Configure Integration with Cisco Umbrella and Troubleshooting Common Problems
Available Languages
Contents
Introduction
This document describes vManage/Cisco IOS®-XE SDWAN software part of the integration with the Cisco Umbrella DNS security solution. However, it does not cover the Umbrella policies configuration itself.
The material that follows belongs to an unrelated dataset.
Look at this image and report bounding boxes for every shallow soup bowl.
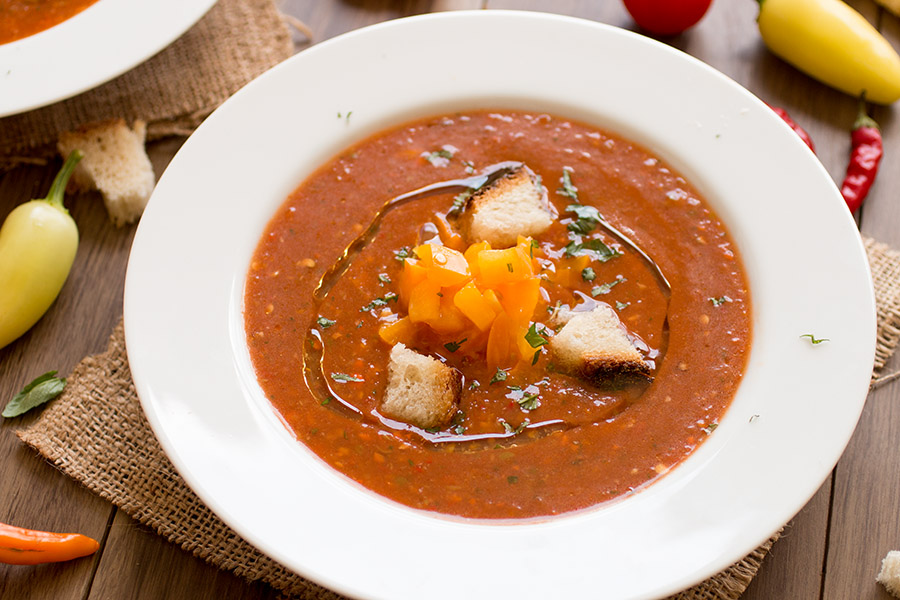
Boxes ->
[125,11,875,599]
You can find more information about Cisco Umbrella here; https://docs.umbrella.com/deployment-umbrella/docs/welcome-to-cisco-umbrella.
Prerequisites
Requirements
There are no specific requirements for this document.
Components Used
The information in this document is based on these software and hardware versions:
- vManage 18.4.0
- Cisco IOS®-XE SDWAN router running (cEdge) 16.9.3
The information in this document was created from the devices in a specific lab environment. All of the devices used in this document started with a cleared (default) configuration. If your network is live, ensure that you understand the potential impact of any command.
Configure
In order to configure your cEdge integration with Cisco Umbrella, you perform a set of simple steps on vManage:
Step 1. Under Congifuration > Security, select Custom Options drop-down list at the top right corner, and then select Umbrella API token. Enter your Umbrella registration token, as shown in the image:
Alternatively, starting from vManage software 20.1.1 release you can specify Organization ID, Registration Key, and Secret. These parameters can be retrieved automatically if you have configured your Smart Account credentials under Administration > Settings > Smart Account Credentials.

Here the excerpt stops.